# Little Sausage Rolls



## Chief Longwind Of The North (Jun 26, 2005)

If your like me, you grew up on breakfast sausage and pancakes on Saturday mornings.  Of course, as an adult, I had to learn to make my own sausage, that's a given.  And so here is an alteration of a basic breakfast sausage, shaped like a meatball, and searved with a drizzle of coconut-flavored syrup.

Sausage:
1 lb. lean ground pork
1 large egg
1 tbs. salt
2 tbs. ground Sage
1/2 tsp. ground Savory
1/4 tsp. Cayenne Pepper
1/2 tsp. coarse grind Black Pepper
1/3 cup Coconut Milk

Syrup:
2 cups water
2 cups sugar
2 tbs. butter
1/4 cup coconut milk

Make the syrup first and set aside.  Just combine the ingredients, bring to a boil, and cook for about twenty minutes, or until the temp. reaches the syrup stage on a candy thermometer.

For the sausage meatballs, combine all ingredients thouroughly, roll into 1/2 inch meatballs, and pan fry until lightly browned on all sides.

Serve in a pretty bowl with sloping sides, with syrup drizzled over the tops.

These go great with Southeastern Asian food.  The coconut milk isn't quite strong enough to taste in the sausage, unless you really concentrate.  But it does intensify the other flavors slightly.  Tastes pretty good.  And how did I come up with this combination, I have no idea.  Was just experimenting this morning  

Seeeeeya; Goodweed of the North


----------



## mudbug (Jun 26, 2005)

Don't you love it when people play with their food?


----------



## kadesma (Jun 26, 2005)

Goodweed,

so you thought this one up this morning?...I still am trying to shake the cobwebs!!!   My grandson, is a sausage boy, he wants some every morning, just about..I think that since he loves to bake cookies and knead bread with me, we will make some sausge meatballs together...Thank you  
kadesma


----------



## Chief Longwind Of The North (Jun 26, 2005)
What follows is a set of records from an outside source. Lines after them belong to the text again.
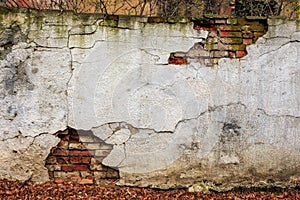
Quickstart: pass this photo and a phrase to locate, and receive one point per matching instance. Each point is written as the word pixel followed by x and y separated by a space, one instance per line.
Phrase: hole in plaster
pixel 79 158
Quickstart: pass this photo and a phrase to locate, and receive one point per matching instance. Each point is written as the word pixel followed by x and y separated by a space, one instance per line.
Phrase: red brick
pixel 60 152
pixel 63 144
pixel 66 137
pixel 248 35
pixel 240 54
pixel 229 28
pixel 224 33
pixel 67 168
pixel 80 153
pixel 62 160
pixel 86 181
pixel 205 28
pixel 86 160
pixel 75 178
pixel 232 54
pixel 247 41
pixel 74 138
pixel 51 160
pixel 53 167
pixel 79 167
pixel 230 34
pixel 177 61
pixel 75 160
pixel 58 181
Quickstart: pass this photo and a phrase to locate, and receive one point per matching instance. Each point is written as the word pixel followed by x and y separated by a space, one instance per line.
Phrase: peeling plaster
pixel 169 126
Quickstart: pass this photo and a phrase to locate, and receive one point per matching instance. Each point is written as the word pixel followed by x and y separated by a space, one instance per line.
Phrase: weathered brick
pixel 75 160
pixel 247 41
pixel 232 54
pixel 248 35
pixel 79 167
pixel 232 21
pixel 67 168
pixel 101 152
pixel 86 174
pixel 80 153
pixel 111 173
pixel 86 160
pixel 63 144
pixel 62 160
pixel 86 181
pixel 210 46
pixel 58 181
pixel 65 175
pixel 231 40
pixel 258 27
pixel 237 47
pixel 61 134
pixel 105 146
pixel 94 145
pixel 220 21
pixel 53 167
pixel 51 160
pixel 96 165
pixel 177 61
pixel 85 139
pixel 74 138
pixel 99 175
pixel 219 54
pixel 76 146
pixel 229 28
pixel 212 40
pixel 65 137
pixel 230 34
pixel 59 152
pixel 75 178
pixel 179 54
pixel 240 54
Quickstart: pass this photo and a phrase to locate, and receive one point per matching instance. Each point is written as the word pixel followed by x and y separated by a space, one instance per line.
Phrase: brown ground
pixel 51 190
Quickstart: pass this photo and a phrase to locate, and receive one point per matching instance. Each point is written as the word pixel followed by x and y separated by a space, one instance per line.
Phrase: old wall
pixel 118 82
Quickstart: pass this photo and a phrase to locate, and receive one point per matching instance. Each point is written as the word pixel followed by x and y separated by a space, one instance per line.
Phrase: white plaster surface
pixel 170 125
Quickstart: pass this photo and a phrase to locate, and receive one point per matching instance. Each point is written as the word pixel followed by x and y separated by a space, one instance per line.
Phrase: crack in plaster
pixel 277 116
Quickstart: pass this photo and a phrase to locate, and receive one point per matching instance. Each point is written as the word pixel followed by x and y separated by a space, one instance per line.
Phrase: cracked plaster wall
pixel 233 125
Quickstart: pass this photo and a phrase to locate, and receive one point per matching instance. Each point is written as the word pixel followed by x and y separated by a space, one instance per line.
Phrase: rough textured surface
pixel 233 125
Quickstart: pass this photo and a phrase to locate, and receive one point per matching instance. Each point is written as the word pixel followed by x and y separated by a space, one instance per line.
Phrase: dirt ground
pixel 64 190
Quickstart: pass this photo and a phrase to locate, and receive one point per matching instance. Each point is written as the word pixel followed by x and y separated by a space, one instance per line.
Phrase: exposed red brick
pixel 80 153
pixel 67 168
pixel 205 28
pixel 232 54
pixel 51 160
pixel 62 160
pixel 74 138
pixel 224 33
pixel 75 160
pixel 247 41
pixel 63 144
pixel 75 178
pixel 248 35
pixel 60 152
pixel 86 160
pixel 230 33
pixel 177 61
pixel 86 181
pixel 79 167
pixel 58 181
pixel 240 54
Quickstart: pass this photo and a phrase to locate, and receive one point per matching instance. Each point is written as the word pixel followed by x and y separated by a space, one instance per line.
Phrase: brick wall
pixel 227 38
pixel 77 158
That recipe can so easily be altered by substituing other liquids for the coconut milk. Maple syrup is a favorite, as is apple juice.  I would think pineapple juice would work well also, or orange juice.  Don't think I try strawberry, but maybe cherry (the real thing of course, not a cherry flavored drink).  Go ahead.  Do some experimenting of your own.

Seeeeya; Goodweed of the North


----------



## kitchenelf (Jun 27, 2005)

I can definately see this with apple juice too.  Good recipe!!


----------